La deuxième partie est le cœur du livre. L’auteur y décrit, avec une effrayante lucidité, ce que l’époque a fait du « testament occidental » et comme elle a ébranlé les six piliers sur lesquels reposait notre « vision du monde ». Celle-ci nous venait des Grecs, des juifs et des chrétiens. L’auteur fait l’inventaire de cet héritage : l’espérance en place du destin, l’individu émancipé, l’égalité des hommes devant leur Dieu, la raison critique aussi, l’universalisme et, conséquence de tout cela, la Justice. Ces « valeurs », que sont-elles aujourd’hui devenues ? Le temps, réduit au seul présent, rend l’espérance sans objet. L’individu, tout occupé de lui-même, est aveugle au bien commun. L’égalitarisme est changé en son contraire, le néolibéralisme poursuivant un véritable « projet inégalitaire ». La « technoscience » confisque la raison et se pare très abusivement des plumes de la culture. L’universel est travesti en mondialisme. L’ordre pénal a remplacé l’ordre moral, que personne (et même l’auteur à ce qu’il semble) n’oserait regretter.
Le tableau de la déroute nous vaut de jolies formules et de lumineuses réflexions. Sur le futur : « Le temps va-t-il encore quelque part ? ». Sur notre Révolution et nos révolutionnaires, affolés de l’audace qu’ils ont eu de mettre Dieu par terre.

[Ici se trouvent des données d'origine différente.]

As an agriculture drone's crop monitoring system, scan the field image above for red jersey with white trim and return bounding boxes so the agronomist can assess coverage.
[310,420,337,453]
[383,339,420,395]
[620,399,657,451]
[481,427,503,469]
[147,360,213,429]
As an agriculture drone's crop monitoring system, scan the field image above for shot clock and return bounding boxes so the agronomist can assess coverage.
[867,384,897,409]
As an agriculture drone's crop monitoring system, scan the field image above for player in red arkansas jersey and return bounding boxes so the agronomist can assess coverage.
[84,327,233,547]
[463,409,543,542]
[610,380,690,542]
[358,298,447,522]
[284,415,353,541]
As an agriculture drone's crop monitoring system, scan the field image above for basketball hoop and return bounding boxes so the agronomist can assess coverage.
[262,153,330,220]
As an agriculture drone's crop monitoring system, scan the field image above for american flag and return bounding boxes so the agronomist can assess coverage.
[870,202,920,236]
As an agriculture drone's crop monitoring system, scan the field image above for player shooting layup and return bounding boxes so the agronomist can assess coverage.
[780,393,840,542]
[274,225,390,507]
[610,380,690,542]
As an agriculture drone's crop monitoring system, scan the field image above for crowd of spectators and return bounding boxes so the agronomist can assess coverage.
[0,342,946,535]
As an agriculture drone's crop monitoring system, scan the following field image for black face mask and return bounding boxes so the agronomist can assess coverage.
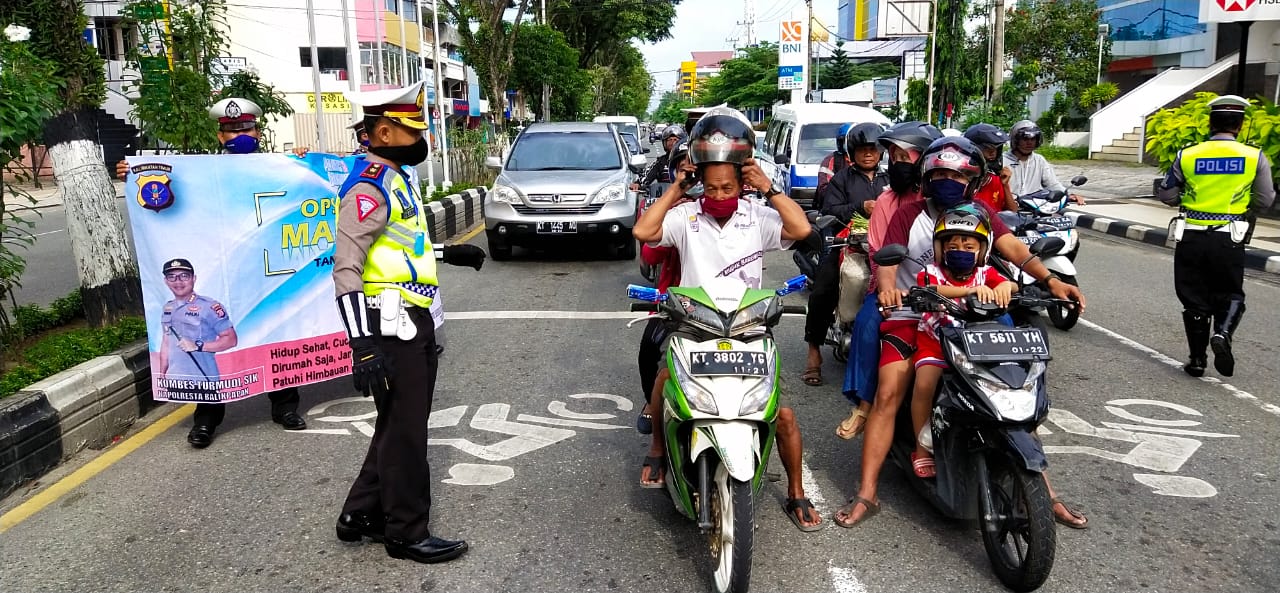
[888,163,915,193]
[369,137,430,167]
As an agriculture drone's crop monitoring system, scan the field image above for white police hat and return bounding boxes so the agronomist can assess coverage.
[1208,95,1249,113]
[346,82,426,129]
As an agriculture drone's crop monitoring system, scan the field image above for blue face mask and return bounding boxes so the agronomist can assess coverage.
[927,178,969,209]
[942,250,978,274]
[223,134,257,155]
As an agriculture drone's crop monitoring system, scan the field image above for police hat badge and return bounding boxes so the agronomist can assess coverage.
[138,173,174,211]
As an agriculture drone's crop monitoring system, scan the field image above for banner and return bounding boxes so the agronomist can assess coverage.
[125,152,355,402]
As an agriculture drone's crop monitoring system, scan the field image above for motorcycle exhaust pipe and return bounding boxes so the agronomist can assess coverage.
[698,453,712,529]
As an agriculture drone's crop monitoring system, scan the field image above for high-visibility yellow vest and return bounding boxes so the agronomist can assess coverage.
[339,158,439,307]
[1180,140,1261,227]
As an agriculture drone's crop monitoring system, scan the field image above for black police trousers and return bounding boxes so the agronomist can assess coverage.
[804,250,840,347]
[1174,229,1244,316]
[342,307,439,542]
[192,387,300,428]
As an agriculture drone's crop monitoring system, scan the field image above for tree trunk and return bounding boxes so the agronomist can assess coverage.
[45,110,142,327]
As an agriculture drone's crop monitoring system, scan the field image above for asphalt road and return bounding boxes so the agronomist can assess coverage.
[0,225,1280,593]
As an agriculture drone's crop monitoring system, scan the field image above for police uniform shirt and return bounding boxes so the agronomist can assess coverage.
[1156,133,1276,210]
[160,295,233,380]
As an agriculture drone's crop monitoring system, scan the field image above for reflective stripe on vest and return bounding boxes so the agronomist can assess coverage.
[1180,140,1261,227]
[340,163,439,307]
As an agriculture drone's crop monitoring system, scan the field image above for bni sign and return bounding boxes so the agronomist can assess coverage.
[778,13,809,91]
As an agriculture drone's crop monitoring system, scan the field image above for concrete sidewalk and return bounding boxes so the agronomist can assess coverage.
[1053,160,1280,274]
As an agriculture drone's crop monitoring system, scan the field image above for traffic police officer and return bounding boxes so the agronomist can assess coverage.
[156,257,238,382]
[1156,95,1275,377]
[333,83,485,562]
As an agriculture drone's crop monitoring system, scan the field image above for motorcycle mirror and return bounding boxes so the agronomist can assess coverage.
[872,240,911,265]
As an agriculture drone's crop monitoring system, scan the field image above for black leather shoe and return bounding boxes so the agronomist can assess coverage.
[271,411,307,430]
[187,424,214,448]
[387,535,467,564]
[337,511,387,543]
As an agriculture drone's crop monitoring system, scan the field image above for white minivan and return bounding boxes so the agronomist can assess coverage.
[763,102,891,206]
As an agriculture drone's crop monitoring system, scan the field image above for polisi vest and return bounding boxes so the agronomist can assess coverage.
[338,161,439,309]
[1180,140,1260,227]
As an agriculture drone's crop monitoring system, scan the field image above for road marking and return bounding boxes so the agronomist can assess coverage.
[1079,319,1280,416]
[0,403,196,533]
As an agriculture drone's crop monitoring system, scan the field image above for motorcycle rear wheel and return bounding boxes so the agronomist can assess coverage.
[709,465,755,593]
[1047,275,1080,332]
[979,455,1057,592]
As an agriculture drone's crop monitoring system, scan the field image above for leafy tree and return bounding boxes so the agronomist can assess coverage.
[698,42,786,109]
[0,0,142,327]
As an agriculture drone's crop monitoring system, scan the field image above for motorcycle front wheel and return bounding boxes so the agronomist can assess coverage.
[979,455,1057,592]
[708,465,755,593]
[1047,275,1080,332]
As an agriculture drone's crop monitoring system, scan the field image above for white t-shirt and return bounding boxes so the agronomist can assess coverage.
[649,199,792,288]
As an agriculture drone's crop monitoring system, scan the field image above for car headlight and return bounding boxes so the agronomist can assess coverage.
[488,183,524,204]
[591,183,627,204]
[676,359,719,416]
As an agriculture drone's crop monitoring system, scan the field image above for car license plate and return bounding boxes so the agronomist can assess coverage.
[689,350,769,377]
[538,222,577,234]
[960,328,1050,362]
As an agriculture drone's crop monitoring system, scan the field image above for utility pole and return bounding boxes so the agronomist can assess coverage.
[991,0,1005,101]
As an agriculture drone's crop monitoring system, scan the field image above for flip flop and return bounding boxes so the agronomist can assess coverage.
[800,366,822,387]
[782,498,826,533]
[640,457,667,488]
[831,496,879,529]
[1050,498,1089,529]
[836,407,868,441]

Sur le retour du bouc émissaire, recherche frénétique des coupables, choisis si possible parmi les puissants, par quoi chacun se donne bonne conscience. Sur la science et ses prétentions nouvelles, occasion d’une charge furieuse contre Claude Allègre, « positiviste anticlérical » à la Bouvard et Pécuchet, et d’une autre contre Jean-Pierre Changeux, auteur de L’Homme neuronal, titre horrifique qui n’a pas empêché son inventeur d’être un temps président de notre Conseil national d’éthique.

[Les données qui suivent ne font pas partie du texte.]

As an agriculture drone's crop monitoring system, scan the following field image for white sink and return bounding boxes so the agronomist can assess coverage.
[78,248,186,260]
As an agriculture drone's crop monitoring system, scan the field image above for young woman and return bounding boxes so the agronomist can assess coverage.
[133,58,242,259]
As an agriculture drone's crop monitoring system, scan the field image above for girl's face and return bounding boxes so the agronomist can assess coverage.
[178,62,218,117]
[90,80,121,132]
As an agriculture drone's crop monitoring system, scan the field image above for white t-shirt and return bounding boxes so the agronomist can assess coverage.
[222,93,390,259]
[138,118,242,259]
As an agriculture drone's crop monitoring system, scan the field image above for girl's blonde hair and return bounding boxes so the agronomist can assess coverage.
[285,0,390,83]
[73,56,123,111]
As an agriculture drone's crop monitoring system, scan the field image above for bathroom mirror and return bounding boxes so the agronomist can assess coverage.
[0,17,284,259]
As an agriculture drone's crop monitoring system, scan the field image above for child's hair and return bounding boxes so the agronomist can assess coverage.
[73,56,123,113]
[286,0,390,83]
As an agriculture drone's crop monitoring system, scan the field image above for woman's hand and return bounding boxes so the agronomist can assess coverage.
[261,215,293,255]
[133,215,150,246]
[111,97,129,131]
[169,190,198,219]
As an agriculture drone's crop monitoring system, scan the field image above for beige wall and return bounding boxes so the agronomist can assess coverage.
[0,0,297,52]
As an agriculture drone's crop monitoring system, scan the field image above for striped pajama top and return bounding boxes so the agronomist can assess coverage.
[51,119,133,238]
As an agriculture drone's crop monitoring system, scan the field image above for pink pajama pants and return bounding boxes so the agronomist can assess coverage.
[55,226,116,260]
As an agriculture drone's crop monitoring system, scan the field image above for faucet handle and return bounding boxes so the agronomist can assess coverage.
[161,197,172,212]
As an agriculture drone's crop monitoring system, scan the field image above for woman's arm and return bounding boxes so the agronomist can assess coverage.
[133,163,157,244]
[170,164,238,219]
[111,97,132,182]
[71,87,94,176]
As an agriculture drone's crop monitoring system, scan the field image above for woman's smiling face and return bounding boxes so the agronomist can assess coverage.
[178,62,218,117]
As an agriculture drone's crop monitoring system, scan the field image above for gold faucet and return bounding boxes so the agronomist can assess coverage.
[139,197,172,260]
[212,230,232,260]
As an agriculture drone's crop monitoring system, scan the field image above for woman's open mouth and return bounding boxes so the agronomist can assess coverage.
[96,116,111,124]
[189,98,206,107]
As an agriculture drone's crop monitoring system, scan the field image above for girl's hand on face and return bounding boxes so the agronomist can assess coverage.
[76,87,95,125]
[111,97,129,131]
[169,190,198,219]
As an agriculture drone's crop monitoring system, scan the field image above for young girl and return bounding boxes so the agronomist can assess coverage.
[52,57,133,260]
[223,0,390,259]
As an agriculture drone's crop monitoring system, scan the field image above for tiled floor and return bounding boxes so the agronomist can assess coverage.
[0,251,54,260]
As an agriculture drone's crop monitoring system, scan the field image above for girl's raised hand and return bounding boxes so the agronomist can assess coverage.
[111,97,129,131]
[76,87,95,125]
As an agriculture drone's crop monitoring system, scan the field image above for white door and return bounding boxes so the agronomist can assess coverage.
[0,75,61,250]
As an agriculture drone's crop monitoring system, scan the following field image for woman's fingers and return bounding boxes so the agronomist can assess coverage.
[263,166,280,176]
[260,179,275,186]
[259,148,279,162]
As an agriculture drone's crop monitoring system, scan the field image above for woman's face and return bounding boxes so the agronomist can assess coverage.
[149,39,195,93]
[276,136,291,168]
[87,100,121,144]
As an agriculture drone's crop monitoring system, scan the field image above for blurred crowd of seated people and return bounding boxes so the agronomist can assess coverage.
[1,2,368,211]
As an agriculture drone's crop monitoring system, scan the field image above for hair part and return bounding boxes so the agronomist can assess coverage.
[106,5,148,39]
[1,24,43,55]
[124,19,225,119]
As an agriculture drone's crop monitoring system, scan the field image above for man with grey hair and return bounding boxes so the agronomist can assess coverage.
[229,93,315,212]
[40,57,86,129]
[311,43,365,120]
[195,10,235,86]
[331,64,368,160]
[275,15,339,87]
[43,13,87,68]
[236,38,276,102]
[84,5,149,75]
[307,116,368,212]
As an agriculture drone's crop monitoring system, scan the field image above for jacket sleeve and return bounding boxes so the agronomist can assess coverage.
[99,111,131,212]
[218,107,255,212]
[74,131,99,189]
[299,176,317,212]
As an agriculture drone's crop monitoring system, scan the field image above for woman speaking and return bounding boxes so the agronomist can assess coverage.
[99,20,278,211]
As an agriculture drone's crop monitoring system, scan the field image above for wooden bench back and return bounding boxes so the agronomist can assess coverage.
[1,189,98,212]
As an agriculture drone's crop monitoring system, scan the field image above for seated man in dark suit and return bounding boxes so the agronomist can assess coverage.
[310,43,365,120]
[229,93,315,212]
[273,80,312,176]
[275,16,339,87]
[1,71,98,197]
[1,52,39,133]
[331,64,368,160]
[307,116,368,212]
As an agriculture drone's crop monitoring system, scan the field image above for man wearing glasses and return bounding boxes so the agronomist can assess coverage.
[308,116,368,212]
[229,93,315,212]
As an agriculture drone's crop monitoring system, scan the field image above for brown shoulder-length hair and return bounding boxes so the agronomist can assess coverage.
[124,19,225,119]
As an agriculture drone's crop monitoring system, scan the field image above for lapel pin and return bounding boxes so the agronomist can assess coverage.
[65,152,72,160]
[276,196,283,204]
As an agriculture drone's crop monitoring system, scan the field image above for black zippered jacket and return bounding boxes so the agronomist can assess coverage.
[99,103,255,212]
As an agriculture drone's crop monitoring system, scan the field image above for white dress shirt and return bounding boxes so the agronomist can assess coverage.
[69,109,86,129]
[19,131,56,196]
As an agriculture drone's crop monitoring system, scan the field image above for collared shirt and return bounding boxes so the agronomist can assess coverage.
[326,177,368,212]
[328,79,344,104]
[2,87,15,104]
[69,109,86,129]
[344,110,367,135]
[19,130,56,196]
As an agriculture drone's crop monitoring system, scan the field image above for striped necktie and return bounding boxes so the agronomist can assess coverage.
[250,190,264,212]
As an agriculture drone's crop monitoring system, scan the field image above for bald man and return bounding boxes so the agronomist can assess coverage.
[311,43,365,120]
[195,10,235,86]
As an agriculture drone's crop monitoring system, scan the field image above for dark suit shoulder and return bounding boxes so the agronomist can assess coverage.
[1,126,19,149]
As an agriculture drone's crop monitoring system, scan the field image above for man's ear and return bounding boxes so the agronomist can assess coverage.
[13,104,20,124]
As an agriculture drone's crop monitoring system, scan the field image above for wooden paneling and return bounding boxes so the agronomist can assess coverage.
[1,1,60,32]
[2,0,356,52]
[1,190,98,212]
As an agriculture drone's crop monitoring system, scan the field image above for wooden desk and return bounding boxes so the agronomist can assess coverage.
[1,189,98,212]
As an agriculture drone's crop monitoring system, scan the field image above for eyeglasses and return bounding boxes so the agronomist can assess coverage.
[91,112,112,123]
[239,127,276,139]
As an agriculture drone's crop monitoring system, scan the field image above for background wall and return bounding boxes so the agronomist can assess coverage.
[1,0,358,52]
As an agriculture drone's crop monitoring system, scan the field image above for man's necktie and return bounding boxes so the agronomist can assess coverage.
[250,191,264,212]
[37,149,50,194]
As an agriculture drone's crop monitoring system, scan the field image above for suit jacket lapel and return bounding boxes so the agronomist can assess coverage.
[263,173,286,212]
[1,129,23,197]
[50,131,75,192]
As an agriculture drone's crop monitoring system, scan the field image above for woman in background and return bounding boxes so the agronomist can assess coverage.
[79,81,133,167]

Jusqu’ici on suit Jean-Claude Guillebaud avec délectation. Son argumentation s’appuie sur une érudition éblouissante dont, fort honnêtement, il cite toujours les sources. Toutefois, si la description des ruines est saisissante, rien ne laisse encore prévoir leur remise en ordre, la « refondation » annoncée. La troisième partie va peut-être nous éclairer : « Rendez-vous avec le monde ». Nous allons être déçus. Sans doute l’auteur a-t-il beaucoup progressé. En 1995, il présentait déjà une « enquête sur le désarroi contemporain » ; mais alors, c’est La trahison des Lumières (1) qu’il rendait responsable du désarroi. C’était un contresens : les Lumières sont à l’inverse des valeurs fondatrices. Soumettant celles-ci au feu impitoyable de la raison, les Lumières sont à l’origine même du désarroi. Jean-Claude Guillebaud paraît avoir pris conscience de son erreur première. « Aucune société avant la nôtre, écrit-il maintenant, n’avait tenté de faire vivre ensemble des individualités que n’assujettirait plus aucun absolu contraignant ». Mettant Dieu hors la loi, c’est ce que nous avons fait, et le résultat est là, angoissant : « Que sommes-nous tentés de fuir, sinon l’effroi du non-être ? ».
On ne saurait mieux dire, ni mieux suggérer la solution : le retour au fondement judéo-chrétien (2) de notre civilisation, fondement dont l’auteur ne cesse de célébrer les bienfaits. Cependant, ni morale ni sacré ne sont, à l’en croire, de mise désormais. Du retour aux sources on ne veut à aucun prix et comprenne qui pourra. À la dernière ligne du livre, notre déception est à la mesure de l’attente qu’il a fait naître. Déçus ? Pis : floués. ♦
(1) Également publié au seuil.
(2) L’auteur prend grand soin de toujours distinguer les deux Révélations. C’est dans un même souci de correction qu’il fait maintes politesses à l’islam.